Mensagem de voz
Já faz um tempo que as pessoas não utilizam mais o telefone para uma conversa espontânea. A forma costumeira tem sido mensagem de voz via aplicativo. Eu, pessoalmente, não gosto muito deste recurso, até utilizo às vezes, mas há quem use de forma mais corriqueira, há quem converse via mensagem de voz. Cada um grava sua mensagem, o outro ouve e depois responde da mesma forma. É fato que perde a espontaneidade, a surpresa repentina causada por uma interrupção na fala do outro, fato que ocorre na ligação de telefone.
Os prejuízos causados por esta maneira de conversar podem ser enormes. Prejuízos? Não vou colocar a questão econômica, não é a minha intenção, mas devem-se considerar perdas para o imaginário popular, o repertório para criação de roteiros de telenovelas, filmes e afins. Imagine só não termos mais: declarações de amor repentinas, notícias que surgem de repente no meio da ligação que muda toda a conversa e também não se pode esquecer daquele ato mal-educado de desligar na cara, pois muitas vezes as pessoas brigavam por telefone, ofendiam-se e alguém desligava na cara. Ainda haveria outros exemplos de situações que podem ocorrer numa ligação telefônica, mas vou poupá-los e não fazer igual certas pessoas que gravam mensagens de voz de cinco minutos ou até mais.

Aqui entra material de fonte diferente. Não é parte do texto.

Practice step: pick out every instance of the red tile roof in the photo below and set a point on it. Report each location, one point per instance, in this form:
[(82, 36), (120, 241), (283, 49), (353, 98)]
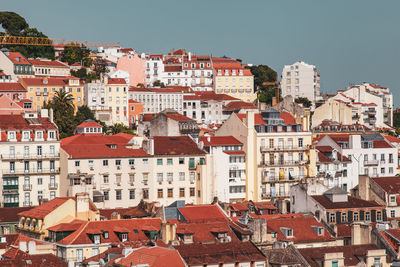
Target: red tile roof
[(134, 228), (353, 255), (390, 185), (11, 214), (46, 208), (116, 81), (202, 213), (302, 229), (177, 116), (352, 202), (237, 105), (14, 56), (11, 87), (216, 254), (288, 118), (176, 145), (48, 63), (258, 120), (220, 141), (152, 257), (88, 146)]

Antes que eu esqueça: mencionei filme logo acima e pergunto: quem nunca viu cenas de pessoas deixando uma longa mensagem para a secretária eletrônica? Na esperança de que quando a pessoa chegasse para escutar a mensagem ou acontecia de atender no meio da mensagem ou muitas vezes a pessoa do outro lado está ouvindo mas não quer atender. Já se tratava de um prenúncio da era atual? Algumas mensagens eram longas, imagine que secretaria eletrônica ganhasse vida e dissesse: Eu te entendo, ou, eu estou te ouvindo, mas não sei alguém mais vai ouvir.
As pessoas que utilizam mensagens de voz para uma conversa voix-à-voix (voz a voz em francês, inspirado na expressão têtê-à-tête) podem cair na armadilha de uma pessoa enviar uma mensagem de voz e a outra não responder naquele mesmo instante e vir a responder duzentos anos depois, perdão, vinte minutos depois, afinal o tempo que se passa esperando pela resposta do outro pode aparentar um tempo enorme. Tempo depois a outra pessoa ouve a mensagem, responde, mas pode ser tarde, afinal muita coisa pode acontecer entre uma mensagem e outra. Eis uma desvantagem. Por outro lado reconheço algumas vantagens, do tipo: você quer falar com a pessoa de uma maneira mais íntima do que escrever em texto, mas não quer ligar para não pegar o outro de surpresa, então envia uma mensagem de voz. Exemplo: È fim de semana, o marido, esposa e as crianças, bate aquela vontade do casal sair a sós, por isto deixar as crianças com uma das avós, nada melhor do que deixar uma mensagem de voz assim:
_ Bom dia, está tudo bem? Pois então você não gostaria de ficar um tempinho com seus netinhos, eles estão morrendo de saudades, querem brincar aí, beijos, tchau.
Devo admitir que uma conversa como essa não seria possível por telefone. A avó do outro lado talvez não esteja disponível ou não disposta a receber visita dos adoráveis netos, e então ela pode responder por mensagem de voz de uma maneira muito educada, algo que por ligação a deixaria constrangida a aceitar.
Seja a conversa por telefone ou gravada sempre estará sujeita à dúvida da expressão de quem está ouvindo ou falando. Não se sabe se a voz corresponde ao que realmente está acontecendo do outro lado. Inventaram a conversa por vídeo, que também tem se tornado muito comum e é o tipo de conversa que não dá para dizer: Hoje eu não posso te receber, estou arrumando e limpando a casa, só que a câmera mostra o lugar mais desejado para se morar naquele momento.
Nestes tempos de distanciamento social ajuda bastante estas novas formas de comunicação, mas ai já é assunto para outro texto.